Delays happen, cancellations happen, aircraft need maintenance and sometimes issues are unavoidable. There’s nothing inherently wrong with any of the above. It’s how an airline chooses to acknowledge issues and build satisfaction in their aftermath. I’m specifically speaking about being told “no” or being denied compensation, when an airline knows the answer is really “yes”.Β  As airlines have rushed to offer more means of direct customer service – they’ve gone cheap. Gone are the people airlines trust to handle their bottom line at the front line, so the answer is always no. Almost always.

Our single greatest frustration is when airlines deny compensation claims which they know to be in the wrong for. Norwegian has been a shocking example of this, in regards to European Union EC261 compensation. A recent issue we experienced with Virgin Australia was yet another glaring example where an airline knows they are wrong, but will tow the “no” line, in hopes that any normal consumer would simply give up. Yet occasionally, we hear glimmers of hope. Virgin Atlantic has experienced issues with their 787 Dreamliner aircraft, but rather than frustrating passengers with lengthy compensation processes – they’ve handed out if anything, overly generous vouchers or opportunities as a token of thanks. Why can’t airlines just do THAT.
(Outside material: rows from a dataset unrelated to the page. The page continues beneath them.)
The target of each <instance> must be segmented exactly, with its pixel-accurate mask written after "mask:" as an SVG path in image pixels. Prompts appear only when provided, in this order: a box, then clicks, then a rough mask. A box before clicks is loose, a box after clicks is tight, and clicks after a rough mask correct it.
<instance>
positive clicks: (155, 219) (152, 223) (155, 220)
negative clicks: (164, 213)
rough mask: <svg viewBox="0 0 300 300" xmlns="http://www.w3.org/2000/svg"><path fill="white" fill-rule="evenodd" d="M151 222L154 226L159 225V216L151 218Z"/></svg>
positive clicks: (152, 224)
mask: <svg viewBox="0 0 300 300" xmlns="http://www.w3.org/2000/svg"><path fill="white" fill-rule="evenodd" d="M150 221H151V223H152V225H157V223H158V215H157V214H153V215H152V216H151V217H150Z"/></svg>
That’s why this is infuriating. I know when I am right, and I am adept in pushing on and hitting the right buttons for a fair resolution. But even I question the validity of my claims, when an airline dismisses them as being incorrect or inaccurate. Worse yet, response times can take weeks, often up to 30 days for a singular response. A correspondence which comes to a favorable conclusion can take months. Who has the time?

Of the hundreds of millions of air passengers each year who fly, millions file claims. If every single one of them is denied any compensation at the first hurdle, how many push on for the second hurdle? It’s wrong. It’s deceptive and in our minds – unfortunately it’s intentional. Long story short – if you’re right, no is only an airlines temporary response. Yes will arrive. Eventually.